Wednesday, February 26, 2014

Scandal Threatens To Bring Down Islamist House of Erdogan - Erdogan Uses The Scandal As An Excuse To Make Turkey Even More Totalitarian


Remember, Erdogan is Obama's best friend.

From the New York Times:
... Turkey’s own political crisis, set off by a corruption scandal that has played out like a serial drama through the steady flow of leaked telephone conversations. The most sensational one was released Monday night, an apparently wiretapped conversation in which Prime Minister Recep Tayyip Erdogan, worried about an investigation closing in, is heard telling his son to get tens of millions of dollars out of the house.   
Mr. Erdogan’s office has dismissed this latest bombshell disclosure as a fabrication.
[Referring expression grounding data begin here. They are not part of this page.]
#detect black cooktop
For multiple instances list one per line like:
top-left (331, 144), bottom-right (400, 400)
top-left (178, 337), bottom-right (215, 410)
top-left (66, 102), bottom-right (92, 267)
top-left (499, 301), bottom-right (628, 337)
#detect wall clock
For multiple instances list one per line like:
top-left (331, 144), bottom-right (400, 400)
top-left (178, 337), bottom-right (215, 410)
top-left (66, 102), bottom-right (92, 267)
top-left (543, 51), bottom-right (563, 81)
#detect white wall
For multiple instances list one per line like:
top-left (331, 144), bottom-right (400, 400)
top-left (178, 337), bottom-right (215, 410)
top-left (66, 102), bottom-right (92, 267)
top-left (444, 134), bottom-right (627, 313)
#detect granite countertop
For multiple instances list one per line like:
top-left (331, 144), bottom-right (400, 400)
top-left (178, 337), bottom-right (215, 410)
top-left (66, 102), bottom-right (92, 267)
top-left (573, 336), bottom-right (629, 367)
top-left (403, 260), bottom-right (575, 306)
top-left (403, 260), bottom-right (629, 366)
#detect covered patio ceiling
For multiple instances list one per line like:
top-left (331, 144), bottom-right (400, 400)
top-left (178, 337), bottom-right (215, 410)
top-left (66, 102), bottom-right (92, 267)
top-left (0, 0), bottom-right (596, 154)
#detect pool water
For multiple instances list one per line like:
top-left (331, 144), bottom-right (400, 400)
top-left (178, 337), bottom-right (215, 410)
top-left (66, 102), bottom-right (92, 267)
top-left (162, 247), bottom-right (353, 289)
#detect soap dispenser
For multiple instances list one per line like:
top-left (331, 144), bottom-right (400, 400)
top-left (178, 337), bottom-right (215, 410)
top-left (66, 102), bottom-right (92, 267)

But it has inevitably heightened the sense of crisis that has enveloped Turkey since the corruption scandal burst into public view in mid-December with a series of dawn raids on the homes and offices of associates of Mr. Erdogan. 
The crisis has damaged Turkey’s already troubled economy. The currency tumbled again on Tuesday while opposition lawmakers called — and not for the first time — for the government to step down, with one official saying Mr. Erdogan should either resign or flee the country “by helicopter.” 
For many Turks, the disclosures represented just the latest episode of a continuing, and opaque, national obsession, one that played out Monday night in predictable fashion. Social media went into overdrive — along with government censors, apparently, as the original leak suddenly became unavailable to many Internet users here — while the mainstream Turkish news media stayed largely silent. 
Mr. Erdogan did not stay silent, though. His office quickly released a statement saying, “Phone recordings published on the Internet that are alleged to be between Prime Minister Recep Tayyip Erdogan and his son are a product of an immoral montage that is completely false.” The statement promised that legal action would be taken. 
“Those who framed this dirty plot against the prime minister of the Turkish Republic will be held responsible within the law,” it said. 
Adding to the suspense, Mr. Erdogan went on to hold a late-night meeting with his spy chief and his interior minister. The Turkish public was left to wonder what would come next, given the aggressive steps the government had already taken to contain the crisis. 
So far Ankara has purged thousands of police officers and hundreds of prosecutors and passed new laws permitting censorship of the Internet and increasing government control over the judiciary — both of which have attracted widespread condemnation abroad.